- Leğeni damdan düşen, şöhreti âleme yayılan dertliden Hakk’ı gizledik, fakat gizlenmedi gitti.
- دردمندی کش ز بام افتاد طشت ** زو نهان کردیم حق پنهان نگشت
- Cahil olan ve Allah derdinden uzak bulunan kişiye de hakikat sırlarını nice defalar gösterdiler de o görmedi.
- و انکه او جاهل بد از دردش بعید ** چند بنمودند و او آن را ندید
- Gönül aynası saf olmalı ki orada çirkin suratı güzel surattan ayırt edebilsin”
- آینهی دل صاف باید تا در او ** واشناسی صورت زشت از نکو
- Nasihatçinin, ayıya kapılan kimseyi, birçok nasihat verdikten sonra terk etmesi
- ترک گفتن آن مرد ناصح بعد از مبالغهی پند مغرور خرس را
- O Müslüman, kızarak ve içinden “Lâ havle” diyerek ahmağı bırakıp gitti.

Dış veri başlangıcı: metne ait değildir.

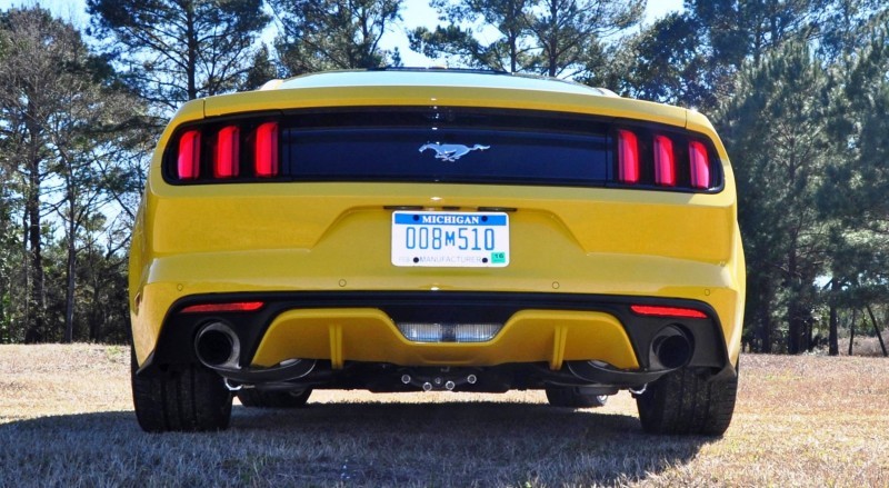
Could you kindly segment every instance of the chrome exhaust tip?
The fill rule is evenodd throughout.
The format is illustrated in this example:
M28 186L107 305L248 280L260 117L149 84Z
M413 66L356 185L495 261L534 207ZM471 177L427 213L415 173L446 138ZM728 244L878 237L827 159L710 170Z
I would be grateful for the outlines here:
M241 341L231 327L223 322L213 322L198 332L194 352L203 366L237 369L241 357Z
M651 352L665 368L677 369L691 361L695 348L686 332L676 326L667 326L651 341Z

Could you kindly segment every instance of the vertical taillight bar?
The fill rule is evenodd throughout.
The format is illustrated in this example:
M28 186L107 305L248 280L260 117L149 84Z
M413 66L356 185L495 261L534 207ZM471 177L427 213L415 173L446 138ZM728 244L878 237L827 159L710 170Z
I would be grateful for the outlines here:
M639 182L639 142L629 130L618 130L618 180Z
M201 131L189 130L179 138L179 160L177 165L180 180L193 180L200 176Z
M693 188L710 188L710 157L707 146L700 141L688 143L688 157L691 168L691 186Z
M266 122L257 128L254 165L258 177L278 176L278 122Z
M217 135L213 157L213 177L234 178L241 166L240 130L237 126L223 127Z
M676 186L673 141L667 136L655 136L655 182L665 187Z

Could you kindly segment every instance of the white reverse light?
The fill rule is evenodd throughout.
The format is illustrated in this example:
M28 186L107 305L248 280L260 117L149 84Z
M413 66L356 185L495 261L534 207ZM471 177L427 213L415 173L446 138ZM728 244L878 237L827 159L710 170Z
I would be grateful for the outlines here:
M401 322L398 330L411 342L487 342L502 327L501 323Z

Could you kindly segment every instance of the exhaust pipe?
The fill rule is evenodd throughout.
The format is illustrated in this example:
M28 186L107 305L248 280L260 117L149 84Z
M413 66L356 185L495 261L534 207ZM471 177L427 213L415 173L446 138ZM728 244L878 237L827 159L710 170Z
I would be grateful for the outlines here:
M688 365L693 347L686 332L676 326L668 326L655 337L651 352L661 366L676 369Z
M238 369L241 341L231 327L223 322L213 322L198 332L194 352L198 360L209 368Z

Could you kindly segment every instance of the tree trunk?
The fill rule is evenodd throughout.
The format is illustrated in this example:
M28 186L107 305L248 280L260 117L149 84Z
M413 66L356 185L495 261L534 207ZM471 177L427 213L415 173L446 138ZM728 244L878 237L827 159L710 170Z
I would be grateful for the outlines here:
M831 305L830 306L830 331L828 332L828 356L839 356L840 353L840 345L839 345L839 336L837 335L837 329L839 329L839 317L837 313L837 307Z
M31 145L28 160L28 190L24 211L28 221L28 247L31 261L31 296L29 308L31 320L26 327L24 341L28 343L43 340L43 317L46 315L46 291L43 277L42 239L40 236L40 155L38 153L38 128L29 128Z
M877 332L877 339L880 340L880 349L882 349L882 356L887 357L889 355L886 353L886 342L882 341L882 333L880 333L880 326L877 325L877 318L873 316L873 310L868 306L868 315L870 315L870 321L873 323L873 331Z

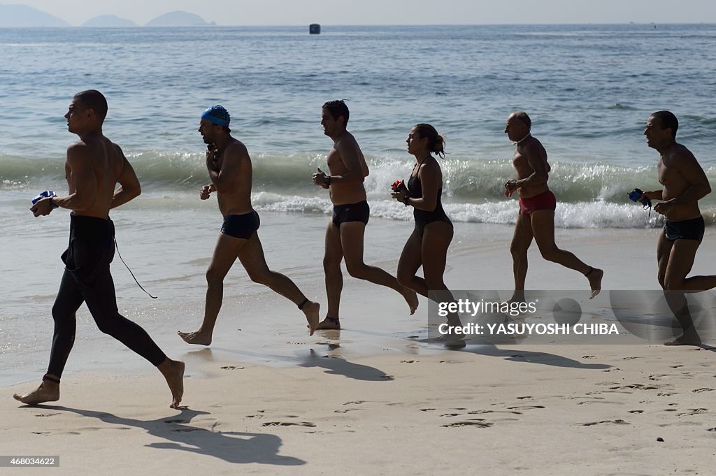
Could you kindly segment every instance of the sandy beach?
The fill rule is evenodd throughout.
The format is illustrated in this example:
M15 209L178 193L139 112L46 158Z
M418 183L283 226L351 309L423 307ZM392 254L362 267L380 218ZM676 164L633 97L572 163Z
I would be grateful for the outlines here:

- آن مسلمان ترک ابله کرد و تفت ** زیر لب لاحولگویان باز رفت
- “Benim ona ciddiyetle nasihat vermemden, üstüne düşmemden, gönlündeki hayaller attı, büsbütün vehimlendi. 2065
- گفت چون از جد و پندم وز جدال ** در دل او بیش میزاید خیال
- Demek ki nasihat yolu kapandı” dedi. “Fa’rıd anhum” emrine bağlandı.
- پس ره پند و نصیحت بسته شد ** امر أعرض عنهم پیوسته شد
- Verdiğin ilâç derdi arttırırsa sen de sözü isteyene söylet. Abese suresini okusana.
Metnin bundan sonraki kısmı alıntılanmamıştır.